The Colonial Museum became the Dominion Museum, then the National Museum, and then the Museum of New Zealand Te Papa Tongarewa (NMNZ, Wellington). All the while, much of Hamilton’s uncatalogued fossils have stayed “hidden” from sight, tucked inside cardboard boxes in Te Papa’s natural history collection. His collection contains specimens gathered from all over Aotearoa New Zealand, most of which are bird bones of Holocene age. The specimens include well-preserved bones of many extinct species, as well as valuable comparative material of living species. It is a treasure trove of important and still untapped data (morphoanatomical, genetic, chemical, etc.).
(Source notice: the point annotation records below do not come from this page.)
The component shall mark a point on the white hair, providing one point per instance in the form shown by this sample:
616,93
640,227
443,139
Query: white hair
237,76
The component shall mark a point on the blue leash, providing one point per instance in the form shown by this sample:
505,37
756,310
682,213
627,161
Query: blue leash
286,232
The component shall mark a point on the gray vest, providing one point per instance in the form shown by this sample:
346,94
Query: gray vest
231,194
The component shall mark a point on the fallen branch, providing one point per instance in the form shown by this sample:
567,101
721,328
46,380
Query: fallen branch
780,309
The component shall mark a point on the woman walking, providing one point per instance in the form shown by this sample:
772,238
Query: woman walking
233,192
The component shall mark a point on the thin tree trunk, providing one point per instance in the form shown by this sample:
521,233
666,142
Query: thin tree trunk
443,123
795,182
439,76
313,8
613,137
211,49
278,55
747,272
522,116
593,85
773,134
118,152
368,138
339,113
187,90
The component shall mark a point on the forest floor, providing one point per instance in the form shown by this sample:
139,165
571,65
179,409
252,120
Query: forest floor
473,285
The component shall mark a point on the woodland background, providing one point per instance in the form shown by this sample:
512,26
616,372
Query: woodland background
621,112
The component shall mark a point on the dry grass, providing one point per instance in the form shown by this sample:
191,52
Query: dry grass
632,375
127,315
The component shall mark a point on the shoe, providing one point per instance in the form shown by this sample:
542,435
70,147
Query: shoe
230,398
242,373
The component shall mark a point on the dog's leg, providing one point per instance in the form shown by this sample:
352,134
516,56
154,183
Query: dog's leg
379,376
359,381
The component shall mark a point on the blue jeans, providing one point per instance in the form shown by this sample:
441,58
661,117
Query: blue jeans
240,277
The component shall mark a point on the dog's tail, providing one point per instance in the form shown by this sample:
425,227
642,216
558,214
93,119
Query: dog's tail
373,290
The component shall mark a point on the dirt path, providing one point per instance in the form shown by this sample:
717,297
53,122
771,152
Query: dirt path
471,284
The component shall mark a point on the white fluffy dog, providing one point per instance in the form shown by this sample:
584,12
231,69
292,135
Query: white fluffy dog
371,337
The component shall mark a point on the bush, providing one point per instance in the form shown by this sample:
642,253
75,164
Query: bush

The fossils are of considerable historical and scientific value and the academic community and the public at large would benefit if they were made visible again and thus available for further inquiries and research. Therefore, the present study focuses on the identification of all unregistered specimens in Hamilton’s collection. This paper presents an account of all of his fossil material and the taxa in his collections, highlighting the most significant fossils.

Figure 1. 

Photo of Augustus Hamilton. Photographer unknown; image reproduced from volume 46 of the Transactions and Proceedings of the New Zealand Institute (1913: frontispiece); no known copyright restrictions.


We present a short biography of Hamilton to provide context to his collecting activities. The text below was summarised from Phillipps (1966) and Dell (1993).

On 1 March 1853, Augustus Hamilton was born in the coastal town of Poole, in Dorsetshire, England. He was a student at Dorset County school and Epsom medical college but did not graduate with a degree. On 16 April 1875, the clipper ‘Collingwood’ departed England and set sail for Wellington, Aotearoa New Zealand. Those aboard were emigrants, including Augustus and his parents. His father was a doctor, named Augustus Priestly Hamilton, and his mother was Mary Eleanor Hamilton (née Tebbott).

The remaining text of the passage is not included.